Un grazie a Fandango dunque e un grazie a Vicente Ferraz che ha avuto il desiderio e la costanza di girare un documentario che, per difficoltà economiche, ha iniziato nel 2001 e terminato nel 2004, spinto dalla curiosità di capire come sia possibile che la Storia si prenda gioco di tutte le ideologie e di tutti i cambiamenti politici e, grazie alla scoperta del film fatta da due registi americani del calibro di Martin Scorsese e Francis Ford Coppola che lo hanno restaurato e promosso negli Usa, faccia riapparire nel Paese culla del capitalismo un’opera d’arte che è anche, nelle intenzioni dei realizzatori, un inno al comunismo e alla rivoluzione, e che a suo tempo fu vietata in America e cancellata dai sovietici che lo ritennero controrivoluzionario e dai cubani che lo soprannominarono No Soy Cuba.
Si era negli anni più caldi della guerra fredda, quando il mondo fu sull’orlo di un conflitto atomico a causa dei missili sovietici istallati a Cuba.
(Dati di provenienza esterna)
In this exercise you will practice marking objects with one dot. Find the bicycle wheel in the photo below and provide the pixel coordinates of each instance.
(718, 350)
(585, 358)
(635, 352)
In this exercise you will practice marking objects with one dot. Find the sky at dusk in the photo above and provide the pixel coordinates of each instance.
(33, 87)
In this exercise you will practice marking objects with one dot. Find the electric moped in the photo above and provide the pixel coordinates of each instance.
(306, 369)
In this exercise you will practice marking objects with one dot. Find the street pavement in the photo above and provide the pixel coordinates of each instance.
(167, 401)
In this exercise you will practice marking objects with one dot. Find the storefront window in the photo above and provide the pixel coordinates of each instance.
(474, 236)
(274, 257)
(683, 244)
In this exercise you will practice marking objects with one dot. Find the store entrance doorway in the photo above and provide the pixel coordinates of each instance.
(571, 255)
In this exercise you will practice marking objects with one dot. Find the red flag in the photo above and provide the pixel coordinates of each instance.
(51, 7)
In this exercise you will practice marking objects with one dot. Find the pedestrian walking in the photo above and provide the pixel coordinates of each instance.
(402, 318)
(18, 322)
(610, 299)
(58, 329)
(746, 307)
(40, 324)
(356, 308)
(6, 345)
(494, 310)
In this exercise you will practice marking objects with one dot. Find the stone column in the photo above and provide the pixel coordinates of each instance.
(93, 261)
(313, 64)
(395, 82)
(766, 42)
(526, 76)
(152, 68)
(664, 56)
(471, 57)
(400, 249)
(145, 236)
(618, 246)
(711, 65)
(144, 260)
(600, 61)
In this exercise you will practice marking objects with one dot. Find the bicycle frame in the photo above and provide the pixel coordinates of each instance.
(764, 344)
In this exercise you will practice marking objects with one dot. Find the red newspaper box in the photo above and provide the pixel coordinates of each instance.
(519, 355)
In quel tempo l’URSS e Cuba realizzarono la prima coproduzione cinematografica proprio con la realizzazione di Soy Cuba inviando nell’isola caraibica il regista Mikhail Kalatozov con una troupe cinematografica in cui spiccava il direttore della fotografia Sergei Urusevsky. Il regista aveva avuto un grande riconoscimento internazionale vincendo la Palma d’oro al Festival di Cannes del 1957 con il suo Quando volano le cicogne. Urusevsky era un esperto della camera a mano per essere stato un cineoperatore di guerra. Insieme realizzarono un film dai forti connotati ideologici che doveva celebrare la rivoluzione cubana. Come si è detto fallirono in questo intento ma composero immagini straordinarie dal forte impatto estetico. Basti dire che Martin Scorsese ha dichiarato che se avesse visto Soy Cuba quando era studente alla scuola di cinematografia, oggi sarebbe un regista diverso.
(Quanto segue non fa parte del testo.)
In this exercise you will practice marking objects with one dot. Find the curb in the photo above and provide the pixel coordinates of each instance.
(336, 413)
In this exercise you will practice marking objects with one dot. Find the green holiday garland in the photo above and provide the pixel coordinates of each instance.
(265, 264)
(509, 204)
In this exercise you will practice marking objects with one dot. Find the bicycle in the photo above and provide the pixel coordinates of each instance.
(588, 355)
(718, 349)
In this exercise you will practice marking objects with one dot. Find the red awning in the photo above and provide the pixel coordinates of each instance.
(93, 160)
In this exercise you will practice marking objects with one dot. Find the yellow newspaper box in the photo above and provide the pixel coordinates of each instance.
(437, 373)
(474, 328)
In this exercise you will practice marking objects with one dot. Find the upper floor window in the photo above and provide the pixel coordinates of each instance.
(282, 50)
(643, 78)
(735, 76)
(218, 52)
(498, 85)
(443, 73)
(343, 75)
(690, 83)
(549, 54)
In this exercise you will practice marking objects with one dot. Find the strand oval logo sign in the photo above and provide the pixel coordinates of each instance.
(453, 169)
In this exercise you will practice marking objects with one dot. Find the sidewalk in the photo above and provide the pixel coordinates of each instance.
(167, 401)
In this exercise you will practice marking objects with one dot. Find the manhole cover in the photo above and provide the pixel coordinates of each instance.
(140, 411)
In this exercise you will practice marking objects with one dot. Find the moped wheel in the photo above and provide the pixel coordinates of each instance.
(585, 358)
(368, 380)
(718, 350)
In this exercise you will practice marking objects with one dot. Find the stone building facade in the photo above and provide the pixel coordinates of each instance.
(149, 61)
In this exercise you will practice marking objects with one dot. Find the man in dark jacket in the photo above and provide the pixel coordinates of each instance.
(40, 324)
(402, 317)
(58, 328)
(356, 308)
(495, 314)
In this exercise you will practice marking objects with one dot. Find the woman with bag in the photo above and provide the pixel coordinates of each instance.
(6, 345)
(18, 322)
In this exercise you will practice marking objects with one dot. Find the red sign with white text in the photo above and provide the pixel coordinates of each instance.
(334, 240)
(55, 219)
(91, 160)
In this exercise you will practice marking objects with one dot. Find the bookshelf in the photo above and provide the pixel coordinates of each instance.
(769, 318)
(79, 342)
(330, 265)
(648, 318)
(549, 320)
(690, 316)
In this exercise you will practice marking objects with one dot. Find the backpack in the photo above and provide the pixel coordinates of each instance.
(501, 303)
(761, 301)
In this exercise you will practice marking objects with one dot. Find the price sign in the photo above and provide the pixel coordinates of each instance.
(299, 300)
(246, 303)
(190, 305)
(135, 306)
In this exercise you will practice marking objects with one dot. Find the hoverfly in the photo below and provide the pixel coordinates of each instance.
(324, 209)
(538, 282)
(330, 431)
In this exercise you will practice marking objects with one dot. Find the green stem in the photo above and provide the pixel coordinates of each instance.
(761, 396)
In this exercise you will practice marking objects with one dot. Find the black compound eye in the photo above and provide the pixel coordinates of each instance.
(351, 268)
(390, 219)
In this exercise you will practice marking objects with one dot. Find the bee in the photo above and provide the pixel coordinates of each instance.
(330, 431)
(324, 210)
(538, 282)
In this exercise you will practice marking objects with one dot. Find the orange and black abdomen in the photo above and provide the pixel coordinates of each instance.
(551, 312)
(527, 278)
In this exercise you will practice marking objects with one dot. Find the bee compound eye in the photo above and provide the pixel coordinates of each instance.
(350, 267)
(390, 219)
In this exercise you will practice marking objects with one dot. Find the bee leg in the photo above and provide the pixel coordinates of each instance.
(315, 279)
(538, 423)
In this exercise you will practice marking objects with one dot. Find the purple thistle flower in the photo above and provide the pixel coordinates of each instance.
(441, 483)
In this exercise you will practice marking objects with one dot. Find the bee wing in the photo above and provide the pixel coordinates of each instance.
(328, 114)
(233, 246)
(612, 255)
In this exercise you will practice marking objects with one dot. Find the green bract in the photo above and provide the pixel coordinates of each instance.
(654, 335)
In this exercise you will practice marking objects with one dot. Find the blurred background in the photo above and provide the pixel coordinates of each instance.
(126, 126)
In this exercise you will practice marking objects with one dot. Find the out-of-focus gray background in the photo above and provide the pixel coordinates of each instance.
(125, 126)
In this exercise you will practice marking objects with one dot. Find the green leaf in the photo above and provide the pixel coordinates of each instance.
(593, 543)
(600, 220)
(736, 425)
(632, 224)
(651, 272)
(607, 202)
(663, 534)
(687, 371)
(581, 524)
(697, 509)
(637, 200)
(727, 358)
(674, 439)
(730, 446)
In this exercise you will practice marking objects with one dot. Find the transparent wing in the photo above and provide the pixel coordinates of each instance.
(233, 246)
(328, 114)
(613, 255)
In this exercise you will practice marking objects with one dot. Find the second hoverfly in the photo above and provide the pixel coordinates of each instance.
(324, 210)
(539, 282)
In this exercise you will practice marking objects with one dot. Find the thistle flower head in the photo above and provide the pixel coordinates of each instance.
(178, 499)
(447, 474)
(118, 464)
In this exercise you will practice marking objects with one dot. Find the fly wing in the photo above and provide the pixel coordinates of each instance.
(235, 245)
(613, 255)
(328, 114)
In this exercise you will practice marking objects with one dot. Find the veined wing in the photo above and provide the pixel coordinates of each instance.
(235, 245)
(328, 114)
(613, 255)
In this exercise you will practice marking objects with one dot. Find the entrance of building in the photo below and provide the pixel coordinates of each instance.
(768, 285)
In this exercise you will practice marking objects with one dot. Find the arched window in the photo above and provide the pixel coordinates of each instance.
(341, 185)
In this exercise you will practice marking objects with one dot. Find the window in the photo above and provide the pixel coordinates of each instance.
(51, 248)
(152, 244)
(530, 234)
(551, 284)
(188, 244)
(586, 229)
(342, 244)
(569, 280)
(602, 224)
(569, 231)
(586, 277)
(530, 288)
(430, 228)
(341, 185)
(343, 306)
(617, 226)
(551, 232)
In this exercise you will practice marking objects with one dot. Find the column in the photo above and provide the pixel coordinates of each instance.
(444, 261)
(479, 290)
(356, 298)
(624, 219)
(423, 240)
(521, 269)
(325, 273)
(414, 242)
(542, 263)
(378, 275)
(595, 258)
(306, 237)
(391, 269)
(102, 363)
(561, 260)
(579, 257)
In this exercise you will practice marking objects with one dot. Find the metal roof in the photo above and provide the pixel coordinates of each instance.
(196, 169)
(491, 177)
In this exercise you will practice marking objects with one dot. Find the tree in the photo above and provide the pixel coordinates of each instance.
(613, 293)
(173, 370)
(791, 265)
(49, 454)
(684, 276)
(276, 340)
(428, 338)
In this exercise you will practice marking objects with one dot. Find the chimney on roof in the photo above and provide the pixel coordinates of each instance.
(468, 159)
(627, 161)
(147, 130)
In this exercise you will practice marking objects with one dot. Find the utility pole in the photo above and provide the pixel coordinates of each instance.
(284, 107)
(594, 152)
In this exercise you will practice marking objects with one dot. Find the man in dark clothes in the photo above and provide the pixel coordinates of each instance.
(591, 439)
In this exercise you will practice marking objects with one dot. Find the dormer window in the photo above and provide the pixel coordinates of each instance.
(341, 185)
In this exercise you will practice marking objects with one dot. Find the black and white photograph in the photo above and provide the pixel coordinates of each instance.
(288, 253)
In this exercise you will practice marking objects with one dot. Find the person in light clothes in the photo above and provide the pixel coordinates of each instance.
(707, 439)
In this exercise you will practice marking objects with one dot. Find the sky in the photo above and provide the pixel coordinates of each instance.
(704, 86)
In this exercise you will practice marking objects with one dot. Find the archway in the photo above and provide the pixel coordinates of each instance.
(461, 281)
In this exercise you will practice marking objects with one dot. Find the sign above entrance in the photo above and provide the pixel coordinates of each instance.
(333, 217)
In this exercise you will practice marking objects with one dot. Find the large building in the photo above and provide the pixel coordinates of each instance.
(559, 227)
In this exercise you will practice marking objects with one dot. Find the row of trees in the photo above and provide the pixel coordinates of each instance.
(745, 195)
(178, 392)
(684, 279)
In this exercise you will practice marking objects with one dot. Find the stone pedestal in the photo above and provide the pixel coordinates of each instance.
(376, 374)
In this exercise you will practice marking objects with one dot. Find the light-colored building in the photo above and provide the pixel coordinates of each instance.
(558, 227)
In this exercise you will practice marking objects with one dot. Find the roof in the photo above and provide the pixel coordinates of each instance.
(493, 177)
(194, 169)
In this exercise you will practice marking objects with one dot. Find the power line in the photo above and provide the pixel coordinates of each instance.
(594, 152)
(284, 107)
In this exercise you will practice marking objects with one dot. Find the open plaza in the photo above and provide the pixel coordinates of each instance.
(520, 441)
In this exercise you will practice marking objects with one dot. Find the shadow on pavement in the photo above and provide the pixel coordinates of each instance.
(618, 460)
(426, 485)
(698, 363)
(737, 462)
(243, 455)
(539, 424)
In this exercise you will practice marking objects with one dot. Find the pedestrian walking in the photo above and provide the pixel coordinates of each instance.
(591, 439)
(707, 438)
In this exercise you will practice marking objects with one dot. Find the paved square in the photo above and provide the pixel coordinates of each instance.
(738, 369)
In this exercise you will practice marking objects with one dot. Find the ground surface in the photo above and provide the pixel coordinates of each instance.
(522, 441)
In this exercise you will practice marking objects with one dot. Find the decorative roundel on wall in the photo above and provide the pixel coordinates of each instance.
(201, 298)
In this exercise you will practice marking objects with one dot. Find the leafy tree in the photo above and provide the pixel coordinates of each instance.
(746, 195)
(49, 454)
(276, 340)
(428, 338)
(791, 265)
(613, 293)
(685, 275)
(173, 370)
Il film racconta di soverchierie operate dal regime di Fulgencio Batista ai danni dei cubani, ed è soprattutto un film antiamericano visto il ruolo di corruttori che nel film viene attribuito agli americani stessi che a quei tempi trafficavano con la dittatura. E questo fu probabilmente uno dei motivi che spinse l’URSS a radiare il film dalle sale, visto che in quel periodo (il 1964), risolta la crisi dei missili, tra l’Unione Sovietica e gli Stati Uniti iniziava il disgelo.
Le storie raccontate possono sembrare perfino ingenue agli occhi disincantati dello spettatore moderno, ma le immagini e le innovazioni cinematografiche tengono incollati alla poltrona al di là di ogni considerazione sui contenuti.
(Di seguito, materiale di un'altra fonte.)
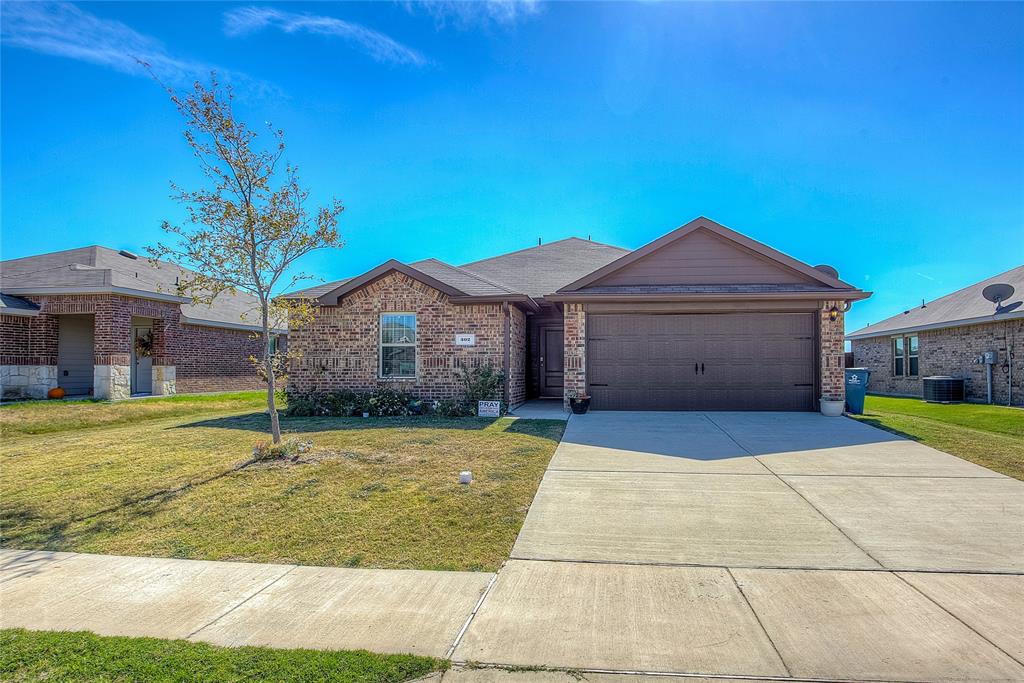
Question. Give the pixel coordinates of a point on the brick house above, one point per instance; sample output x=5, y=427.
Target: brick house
x=109, y=324
x=945, y=337
x=700, y=318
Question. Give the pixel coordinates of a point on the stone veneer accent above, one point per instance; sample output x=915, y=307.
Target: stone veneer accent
x=194, y=357
x=833, y=357
x=112, y=382
x=949, y=351
x=27, y=381
x=340, y=347
x=164, y=380
x=574, y=359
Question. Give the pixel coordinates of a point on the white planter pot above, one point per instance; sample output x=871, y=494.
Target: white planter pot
x=832, y=409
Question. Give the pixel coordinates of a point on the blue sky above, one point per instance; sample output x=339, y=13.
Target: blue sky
x=885, y=139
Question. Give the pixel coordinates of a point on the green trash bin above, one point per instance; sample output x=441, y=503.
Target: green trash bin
x=856, y=387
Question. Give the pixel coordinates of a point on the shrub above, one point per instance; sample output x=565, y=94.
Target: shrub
x=385, y=400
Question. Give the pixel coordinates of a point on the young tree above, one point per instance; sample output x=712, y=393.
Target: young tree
x=249, y=226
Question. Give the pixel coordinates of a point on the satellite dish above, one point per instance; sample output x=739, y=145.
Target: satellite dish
x=997, y=293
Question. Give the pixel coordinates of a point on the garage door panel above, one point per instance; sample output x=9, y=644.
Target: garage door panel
x=745, y=361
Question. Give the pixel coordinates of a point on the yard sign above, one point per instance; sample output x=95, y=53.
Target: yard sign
x=488, y=409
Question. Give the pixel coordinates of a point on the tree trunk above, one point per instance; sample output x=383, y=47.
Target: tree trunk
x=271, y=406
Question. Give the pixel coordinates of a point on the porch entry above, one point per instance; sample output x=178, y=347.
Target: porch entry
x=141, y=360
x=552, y=377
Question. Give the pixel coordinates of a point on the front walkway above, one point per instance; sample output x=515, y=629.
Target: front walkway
x=767, y=546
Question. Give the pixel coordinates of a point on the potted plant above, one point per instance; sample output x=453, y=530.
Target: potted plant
x=579, y=402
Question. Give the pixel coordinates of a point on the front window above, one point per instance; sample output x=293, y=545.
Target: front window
x=911, y=358
x=397, y=345
x=905, y=356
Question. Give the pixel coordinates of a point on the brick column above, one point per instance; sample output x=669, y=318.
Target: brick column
x=112, y=354
x=576, y=350
x=833, y=358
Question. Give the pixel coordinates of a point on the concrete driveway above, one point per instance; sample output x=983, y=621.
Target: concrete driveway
x=762, y=545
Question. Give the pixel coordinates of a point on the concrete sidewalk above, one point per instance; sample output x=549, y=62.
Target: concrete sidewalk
x=239, y=603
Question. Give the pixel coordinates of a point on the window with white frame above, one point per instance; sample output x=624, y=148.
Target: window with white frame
x=905, y=361
x=397, y=345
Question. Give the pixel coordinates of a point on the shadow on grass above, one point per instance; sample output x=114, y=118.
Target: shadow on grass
x=259, y=422
x=878, y=424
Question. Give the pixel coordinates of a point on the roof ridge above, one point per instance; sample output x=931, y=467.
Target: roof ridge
x=541, y=246
x=936, y=300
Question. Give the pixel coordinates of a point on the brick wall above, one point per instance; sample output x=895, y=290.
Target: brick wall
x=339, y=348
x=833, y=358
x=950, y=351
x=517, y=357
x=574, y=361
x=206, y=358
È l’arte che trionfa su tutto e nonostante tutto, nonostante il tempo, la stupidità dei censori, l’arretratezza mentale che sta alla base di tutte le dittature, passate, presenti e future (quale ne sia il colore), anche delle dittature mediatiche dei nostri giorni. Ed è una speranza: che contro tutto e contro tutti, alla fine “la bellezza” abbia la meglio.

Nelle sale dal 7 ottobre distribuito da Fandango.

Note:
*
Il film e il documentario usciranno abbinati.
* A Roma, il documentario è in programmazione al cinema Politecnico e il film al cinema Labirinto. Perderli è un vero peccato.